Live Interview By Joan Barker

Live Interview

You ask for a statement, I fill with question
pours in with news clips of dust blood cries,
prized rubble stuffed teddy bear, I feel my hand
rise to my mouth, I feel one word pulsing:
Why. Why. Why. Learn those stories, bury
smile under shoes piled, dead end rail, why
bear witness to evil twist glory, why learn
of Other, of separating man from child
from mother, of Anne Frank of Elie Wiesel, why
slip from the couch in Connecticut into the depths
of Hell is images of ghosts in bone skin–
black and white haunting for us to try on from
behind eyes hollow, tasting tears burrowed
into the heartbeat of history, like that clip
from Schindler’s List we pick up the ring, we
beg of our children–unknowing, unhollow–
not to grow into a humanity of whispers of
ones who will claim it does not matter, all
of this dust blood collateral.
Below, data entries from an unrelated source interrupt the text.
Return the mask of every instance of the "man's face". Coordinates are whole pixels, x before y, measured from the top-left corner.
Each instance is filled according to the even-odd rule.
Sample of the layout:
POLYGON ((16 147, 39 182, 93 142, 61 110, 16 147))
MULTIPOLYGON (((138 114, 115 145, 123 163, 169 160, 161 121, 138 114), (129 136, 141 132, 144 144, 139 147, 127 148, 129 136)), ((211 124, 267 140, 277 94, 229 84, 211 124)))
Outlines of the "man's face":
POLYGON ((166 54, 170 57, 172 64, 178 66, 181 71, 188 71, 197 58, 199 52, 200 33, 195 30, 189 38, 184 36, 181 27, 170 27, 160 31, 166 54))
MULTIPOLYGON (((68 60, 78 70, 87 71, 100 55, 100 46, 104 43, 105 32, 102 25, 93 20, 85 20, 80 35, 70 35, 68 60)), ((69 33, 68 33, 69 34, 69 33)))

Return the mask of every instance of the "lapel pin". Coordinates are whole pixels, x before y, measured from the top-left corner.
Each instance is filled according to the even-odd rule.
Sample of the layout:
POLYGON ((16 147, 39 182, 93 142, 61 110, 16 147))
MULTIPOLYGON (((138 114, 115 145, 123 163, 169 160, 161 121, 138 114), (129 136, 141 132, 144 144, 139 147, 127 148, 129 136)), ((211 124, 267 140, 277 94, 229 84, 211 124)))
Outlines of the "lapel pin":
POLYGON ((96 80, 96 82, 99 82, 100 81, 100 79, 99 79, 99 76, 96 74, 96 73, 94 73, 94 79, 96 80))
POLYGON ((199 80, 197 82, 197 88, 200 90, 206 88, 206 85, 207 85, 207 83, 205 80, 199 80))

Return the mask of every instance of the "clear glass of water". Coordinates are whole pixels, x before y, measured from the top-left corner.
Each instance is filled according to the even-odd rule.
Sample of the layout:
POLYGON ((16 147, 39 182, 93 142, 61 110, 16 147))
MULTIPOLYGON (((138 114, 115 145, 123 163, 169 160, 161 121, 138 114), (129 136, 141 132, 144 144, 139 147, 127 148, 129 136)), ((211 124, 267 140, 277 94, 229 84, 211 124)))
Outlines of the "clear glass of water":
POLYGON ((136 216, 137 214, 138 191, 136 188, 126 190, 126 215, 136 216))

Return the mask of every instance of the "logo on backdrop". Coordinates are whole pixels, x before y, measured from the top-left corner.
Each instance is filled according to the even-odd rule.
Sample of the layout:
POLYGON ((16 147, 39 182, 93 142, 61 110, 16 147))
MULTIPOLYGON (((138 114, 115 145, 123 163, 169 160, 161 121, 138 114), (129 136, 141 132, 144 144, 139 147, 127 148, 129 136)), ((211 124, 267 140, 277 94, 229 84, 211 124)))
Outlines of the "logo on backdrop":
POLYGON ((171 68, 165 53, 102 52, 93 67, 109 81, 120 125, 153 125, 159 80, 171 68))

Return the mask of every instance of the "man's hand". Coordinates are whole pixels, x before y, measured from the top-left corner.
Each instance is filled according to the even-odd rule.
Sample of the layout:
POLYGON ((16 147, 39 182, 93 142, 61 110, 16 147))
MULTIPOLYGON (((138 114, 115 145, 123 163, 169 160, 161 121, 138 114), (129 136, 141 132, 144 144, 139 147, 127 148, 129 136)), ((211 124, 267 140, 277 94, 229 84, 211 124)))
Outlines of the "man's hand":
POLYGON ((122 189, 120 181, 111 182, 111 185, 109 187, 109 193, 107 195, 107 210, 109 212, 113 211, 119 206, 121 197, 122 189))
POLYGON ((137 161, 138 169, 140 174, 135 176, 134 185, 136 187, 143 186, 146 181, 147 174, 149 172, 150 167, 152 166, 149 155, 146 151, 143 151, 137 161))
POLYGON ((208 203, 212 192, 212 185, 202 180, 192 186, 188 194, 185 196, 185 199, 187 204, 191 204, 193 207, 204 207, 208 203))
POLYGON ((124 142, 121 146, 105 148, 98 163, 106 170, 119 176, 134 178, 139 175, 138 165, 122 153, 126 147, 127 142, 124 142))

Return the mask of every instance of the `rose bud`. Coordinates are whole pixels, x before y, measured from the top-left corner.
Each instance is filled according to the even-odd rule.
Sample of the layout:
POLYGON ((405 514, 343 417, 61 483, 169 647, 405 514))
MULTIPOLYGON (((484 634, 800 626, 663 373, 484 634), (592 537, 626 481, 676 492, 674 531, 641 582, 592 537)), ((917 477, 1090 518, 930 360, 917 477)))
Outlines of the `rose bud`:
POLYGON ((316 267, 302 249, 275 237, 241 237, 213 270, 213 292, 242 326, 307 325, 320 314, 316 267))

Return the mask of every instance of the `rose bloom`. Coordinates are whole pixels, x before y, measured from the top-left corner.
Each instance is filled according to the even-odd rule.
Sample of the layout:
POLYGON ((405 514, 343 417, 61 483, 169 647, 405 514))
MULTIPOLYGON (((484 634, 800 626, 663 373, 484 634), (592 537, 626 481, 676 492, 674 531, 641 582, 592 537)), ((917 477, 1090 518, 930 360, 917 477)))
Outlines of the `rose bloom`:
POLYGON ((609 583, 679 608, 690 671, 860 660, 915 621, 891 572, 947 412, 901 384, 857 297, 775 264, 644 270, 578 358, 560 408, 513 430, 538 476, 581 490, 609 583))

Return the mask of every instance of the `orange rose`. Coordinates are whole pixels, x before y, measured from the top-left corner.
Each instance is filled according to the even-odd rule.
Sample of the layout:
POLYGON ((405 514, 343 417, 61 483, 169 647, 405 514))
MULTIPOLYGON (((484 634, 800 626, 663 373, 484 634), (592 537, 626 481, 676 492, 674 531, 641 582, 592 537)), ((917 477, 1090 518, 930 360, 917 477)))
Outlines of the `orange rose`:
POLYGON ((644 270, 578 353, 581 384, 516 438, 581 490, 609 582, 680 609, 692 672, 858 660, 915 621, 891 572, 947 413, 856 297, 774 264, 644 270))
Will you not
ask me for whom shall they cry and if not all
why? 

By Joan Barker

Biography:

Joan Barker is a writer who lives in southern Maine. In 2021, she penned a series of op-Eds advocating for US government accountability on the issue of vulnerable interpreters left behind in Afghanistan, a place she lived and worked in 2018. Her poem Hometown has been selected to appear in the upcoming issue of The Alembic. Barker’s writing is anchored in a firm belief that all people deserve to live a life of dignity.